Nothing perks up a Friday like delving into the underbelly of the enterprise in an effort to reveal and analyze the growing impact of cloud computing and social media on electronic discovery. Thanks to a report released by Clearwell Systems, conducted in conjunction with analyst firm Enterprise Strategy Group (ESG), we can do just that.
More Anticipated Applications, More Social Media
The survey, Trends in E-Discovery: Cloud and Collection, gathered responses from more than a hundred Fortune 2000 enterprises and government agencies, and showed that cloud-based applications defined as in-scope for e-discovery practically doubled in the past year, from 30% in 2010, to 60% for 2011. Still, only one quarter of respondents deemed their organization truly prepared to handle e-discovery requests involving the cloud. Prior need for e-Discovery seems to drive their unpreparedness, reinforcing the reactive, rather than proactive approach when companies consider e-Discovery.
Yet, of those who anticipate discovery of cloud-based applications in 2011, 58 percent of respondents expect to manage social media applications as part of e-discovery, compared to 27% in 2010. When asked what types of social media applications would be the most relevant for e-discovery, 79 percent named Facebook, followed by Twitter (64 percent) and LinkedIn (55 percent).

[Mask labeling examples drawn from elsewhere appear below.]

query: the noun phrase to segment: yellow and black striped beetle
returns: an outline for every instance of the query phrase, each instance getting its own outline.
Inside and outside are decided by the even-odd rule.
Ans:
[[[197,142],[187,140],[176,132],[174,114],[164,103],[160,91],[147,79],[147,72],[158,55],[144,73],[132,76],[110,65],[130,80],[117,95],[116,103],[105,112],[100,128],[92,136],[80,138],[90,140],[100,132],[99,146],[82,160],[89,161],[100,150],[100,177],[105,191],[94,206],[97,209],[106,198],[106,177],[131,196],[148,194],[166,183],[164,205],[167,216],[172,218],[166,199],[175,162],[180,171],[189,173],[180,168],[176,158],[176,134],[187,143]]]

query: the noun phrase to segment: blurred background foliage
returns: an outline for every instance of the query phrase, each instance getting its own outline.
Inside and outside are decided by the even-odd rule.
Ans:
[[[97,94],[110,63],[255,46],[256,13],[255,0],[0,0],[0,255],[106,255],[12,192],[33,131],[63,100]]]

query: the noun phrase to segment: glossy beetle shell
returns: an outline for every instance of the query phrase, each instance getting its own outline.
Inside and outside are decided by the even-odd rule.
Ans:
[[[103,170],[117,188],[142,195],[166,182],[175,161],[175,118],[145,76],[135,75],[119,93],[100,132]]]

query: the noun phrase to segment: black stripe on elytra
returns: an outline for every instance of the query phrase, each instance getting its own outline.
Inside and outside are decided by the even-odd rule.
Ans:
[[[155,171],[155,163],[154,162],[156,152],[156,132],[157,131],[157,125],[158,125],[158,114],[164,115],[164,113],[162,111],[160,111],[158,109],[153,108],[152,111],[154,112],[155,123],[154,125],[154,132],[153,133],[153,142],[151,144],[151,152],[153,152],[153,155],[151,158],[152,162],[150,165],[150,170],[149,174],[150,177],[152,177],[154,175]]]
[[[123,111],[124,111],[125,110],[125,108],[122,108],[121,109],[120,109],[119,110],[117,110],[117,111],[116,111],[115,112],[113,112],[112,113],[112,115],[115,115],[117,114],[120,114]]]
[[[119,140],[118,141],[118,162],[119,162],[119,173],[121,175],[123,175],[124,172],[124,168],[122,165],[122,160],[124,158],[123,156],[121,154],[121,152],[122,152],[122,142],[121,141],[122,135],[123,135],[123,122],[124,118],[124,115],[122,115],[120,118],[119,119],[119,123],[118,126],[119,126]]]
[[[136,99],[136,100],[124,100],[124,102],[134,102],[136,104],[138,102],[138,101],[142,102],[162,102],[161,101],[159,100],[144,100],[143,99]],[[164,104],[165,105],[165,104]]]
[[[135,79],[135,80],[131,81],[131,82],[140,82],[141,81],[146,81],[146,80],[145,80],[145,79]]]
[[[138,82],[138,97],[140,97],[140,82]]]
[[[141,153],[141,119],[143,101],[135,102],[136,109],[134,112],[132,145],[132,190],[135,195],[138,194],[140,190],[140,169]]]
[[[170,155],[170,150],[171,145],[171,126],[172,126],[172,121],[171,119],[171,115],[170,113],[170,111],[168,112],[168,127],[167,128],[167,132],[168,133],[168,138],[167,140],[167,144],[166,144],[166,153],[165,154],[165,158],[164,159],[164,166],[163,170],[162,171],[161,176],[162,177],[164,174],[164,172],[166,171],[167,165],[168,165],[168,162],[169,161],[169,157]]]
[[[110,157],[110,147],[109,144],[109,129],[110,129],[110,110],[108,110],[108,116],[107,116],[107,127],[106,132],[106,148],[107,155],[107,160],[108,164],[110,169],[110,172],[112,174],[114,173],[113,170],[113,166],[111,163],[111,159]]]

More Challenges, More Solutions
What this all means, of course, is that by adopting cloud and social network content generation in the enterprise, serious implications for e-discovery arise. According to the report, creating content outside the control of IT governance creates “challenges when companies actually have to identify, collect, and preserve information stored in the cloud.”

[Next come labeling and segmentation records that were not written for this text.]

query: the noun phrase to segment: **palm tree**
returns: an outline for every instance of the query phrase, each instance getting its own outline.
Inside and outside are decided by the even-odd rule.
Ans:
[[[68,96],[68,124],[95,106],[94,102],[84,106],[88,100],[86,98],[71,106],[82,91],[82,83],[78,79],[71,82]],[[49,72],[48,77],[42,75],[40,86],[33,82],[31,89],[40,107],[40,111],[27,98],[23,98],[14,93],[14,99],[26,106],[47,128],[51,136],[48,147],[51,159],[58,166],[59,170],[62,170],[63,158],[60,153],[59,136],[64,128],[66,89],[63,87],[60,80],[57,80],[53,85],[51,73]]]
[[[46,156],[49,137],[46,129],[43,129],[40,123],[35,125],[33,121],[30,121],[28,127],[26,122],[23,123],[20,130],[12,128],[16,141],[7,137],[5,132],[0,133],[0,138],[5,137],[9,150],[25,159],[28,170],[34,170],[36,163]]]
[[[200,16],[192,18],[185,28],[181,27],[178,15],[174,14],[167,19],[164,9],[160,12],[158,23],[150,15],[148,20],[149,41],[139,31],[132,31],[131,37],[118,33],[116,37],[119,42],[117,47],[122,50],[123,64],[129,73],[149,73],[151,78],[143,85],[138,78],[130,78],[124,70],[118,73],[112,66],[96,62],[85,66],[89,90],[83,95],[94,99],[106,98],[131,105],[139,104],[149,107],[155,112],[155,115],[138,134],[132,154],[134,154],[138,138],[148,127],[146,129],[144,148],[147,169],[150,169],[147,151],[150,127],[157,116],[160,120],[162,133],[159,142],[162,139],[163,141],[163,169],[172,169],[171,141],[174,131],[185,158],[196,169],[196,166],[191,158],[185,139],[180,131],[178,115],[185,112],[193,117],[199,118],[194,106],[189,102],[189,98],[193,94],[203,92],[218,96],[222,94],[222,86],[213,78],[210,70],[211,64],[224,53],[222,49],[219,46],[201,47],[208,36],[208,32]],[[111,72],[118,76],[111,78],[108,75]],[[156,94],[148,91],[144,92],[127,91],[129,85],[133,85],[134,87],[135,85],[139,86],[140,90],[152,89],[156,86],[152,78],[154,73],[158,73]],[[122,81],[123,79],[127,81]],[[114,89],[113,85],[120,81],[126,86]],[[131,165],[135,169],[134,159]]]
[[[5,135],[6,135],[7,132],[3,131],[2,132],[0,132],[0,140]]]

But we know about the challenges -- after all we’re confronted with them on a daily basis. What we want to know is how to overcome them. Fortunately, Clearwell has some ideas. First, they recommend that the enterprise needs to get in control of e-Discovery. A majority of respondents (93%) intend to bring some portion of e-discovery in-house over the next year -- and many plan to in-source multiple phases of the process.
To prepare, specific and appropriate adoption plans need to be considered and implemented. Consider this: sixty percent of respondents said that their current primary method of managing legal hold was manual tracking through spreadsheet. Egads!

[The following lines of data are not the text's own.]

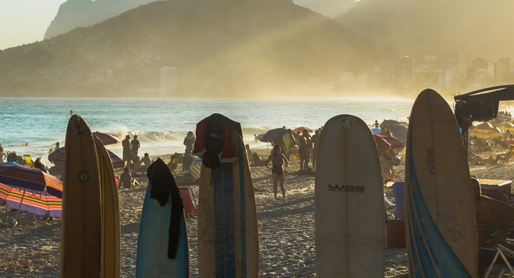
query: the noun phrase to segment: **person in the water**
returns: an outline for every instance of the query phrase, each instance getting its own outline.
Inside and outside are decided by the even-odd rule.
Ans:
[[[269,162],[271,162],[270,167]],[[276,145],[273,147],[271,154],[266,160],[265,164],[268,169],[271,170],[271,175],[273,176],[273,193],[277,199],[278,184],[280,183],[280,191],[282,193],[282,197],[286,198],[286,189],[284,187],[284,163],[286,163],[286,167],[289,166],[289,161],[280,149],[280,146]]]
[[[193,152],[193,147],[194,147],[194,142],[196,140],[192,131],[188,132],[188,135],[186,135],[186,138],[184,138],[184,146],[186,146],[186,153],[188,151],[191,151],[192,153]]]

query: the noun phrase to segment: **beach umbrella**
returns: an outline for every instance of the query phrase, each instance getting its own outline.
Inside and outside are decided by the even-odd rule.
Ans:
[[[100,142],[102,142],[102,144],[103,144],[104,146],[121,143],[121,138],[113,134],[99,132],[98,131],[93,132],[93,134],[97,136],[98,139],[100,139]]]
[[[305,130],[305,129],[306,129],[307,130],[307,132],[308,132],[308,133],[313,133],[313,130],[312,129],[310,129],[310,128],[309,128],[308,127],[297,127],[297,128],[295,128],[295,129],[293,129],[292,130],[292,132],[293,132],[293,133],[298,133],[298,131],[300,131],[300,134],[303,134],[303,130]]]
[[[512,123],[509,123],[508,122],[500,123],[496,125],[496,127],[503,130],[504,131],[507,131],[507,130],[510,132],[514,131],[514,124],[512,124]]]
[[[375,142],[377,144],[377,148],[378,149],[378,151],[403,147],[403,143],[392,137],[377,133],[373,133],[373,137],[375,137]]]
[[[401,125],[392,125],[387,127],[393,137],[400,140],[407,138],[407,127]]]
[[[48,155],[48,160],[53,163],[54,165],[57,166],[64,166],[64,150],[65,148],[61,148]],[[111,161],[113,162],[113,167],[114,169],[123,168],[125,167],[125,162],[121,160],[121,158],[116,155],[113,152],[107,150],[107,152],[109,153],[109,157],[111,157]]]
[[[281,127],[268,130],[264,136],[260,139],[262,142],[273,142],[275,138],[280,134],[284,134],[287,132],[287,130]]]
[[[500,129],[487,122],[470,127],[469,134],[482,139],[494,139],[501,136]]]
[[[393,125],[399,125],[400,122],[395,120],[386,120],[380,124],[380,127],[387,127]]]
[[[62,199],[46,190],[21,190],[0,183],[0,204],[24,211],[50,217],[61,217]]]
[[[41,192],[62,198],[63,184],[57,177],[34,168],[19,164],[0,164],[0,183],[11,187]]]

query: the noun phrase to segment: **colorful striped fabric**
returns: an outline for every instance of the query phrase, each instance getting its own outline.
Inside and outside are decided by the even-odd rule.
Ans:
[[[39,169],[19,164],[0,164],[0,183],[8,186],[34,191],[47,190],[50,194],[62,197],[63,184],[57,177]]]
[[[50,217],[61,217],[62,212],[62,199],[52,196],[46,190],[26,190],[24,196],[23,190],[1,183],[0,204],[39,215],[47,214]]]
[[[53,163],[54,165],[64,166],[64,149],[65,148],[61,148],[50,153],[48,155],[48,160],[52,163]],[[107,152],[109,153],[109,156],[111,157],[111,161],[113,162],[113,167],[114,169],[125,167],[125,162],[121,160],[121,158],[118,155],[116,155],[109,150],[107,150]]]

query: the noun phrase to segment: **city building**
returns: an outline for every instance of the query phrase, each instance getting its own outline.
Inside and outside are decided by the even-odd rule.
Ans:
[[[512,83],[512,73],[510,72],[510,59],[500,58],[494,62],[494,84],[503,85]]]

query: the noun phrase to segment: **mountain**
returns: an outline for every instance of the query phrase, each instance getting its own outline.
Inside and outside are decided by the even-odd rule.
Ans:
[[[356,5],[355,0],[293,0],[296,5],[333,18],[347,12]]]
[[[137,89],[173,66],[177,96],[293,96],[369,69],[377,53],[291,0],[157,2],[0,51],[0,95],[146,96]]]
[[[157,0],[67,0],[61,5],[45,33],[50,38],[77,27],[89,26]]]
[[[361,0],[336,19],[398,55],[465,50],[497,58],[514,55],[511,10],[510,0]]]

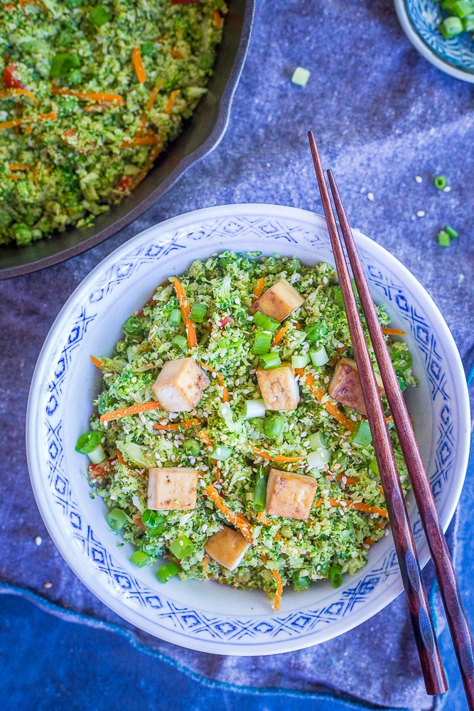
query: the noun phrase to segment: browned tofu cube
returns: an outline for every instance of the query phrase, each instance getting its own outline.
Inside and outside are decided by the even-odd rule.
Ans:
[[[309,516],[317,488],[312,476],[270,469],[265,511],[271,516],[304,520]]]
[[[148,508],[153,510],[188,510],[196,508],[198,471],[190,467],[154,467],[149,470]]]
[[[257,370],[259,387],[265,410],[296,410],[300,399],[299,387],[289,363],[264,370]]]
[[[208,538],[205,552],[228,570],[235,570],[250,546],[240,531],[225,526]]]
[[[276,319],[276,321],[283,321],[291,311],[298,309],[303,304],[304,299],[289,282],[286,279],[281,279],[276,284],[274,284],[273,287],[264,292],[252,304],[249,311],[251,314],[257,314],[257,311],[259,311],[265,316]]]
[[[164,364],[152,390],[168,412],[189,412],[199,402],[209,382],[192,358],[178,358]]]
[[[377,373],[375,373],[377,387],[382,395],[384,385]],[[329,395],[338,402],[353,407],[362,415],[367,415],[365,403],[362,395],[359,373],[355,360],[350,358],[342,358],[335,367],[333,380],[328,387]]]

Not only should companies consider more sophisticated methods of automating legal holds, companies must also consider the bigger picture for their litigation needs, including dynamic and evolving IT trends, and factor them into decisions about e-discovery technology investments.
More Benefit, Less Burden
The survey’s most useful lesson takes a cue from social collaboration. It says “implementing an effective strategy relies on knowing how users are using social media and the management policy that best suits the organization.” Exactly. Communication is key when it comes to educating the masses about compliance, discovery and the implications they hold.
By knowing the policy, how it’s enforced and how it affects the overall outcome, companies and its employees can begin to reap the benefits of more proactive planning for information management, without the burden of high costs and increased litigation.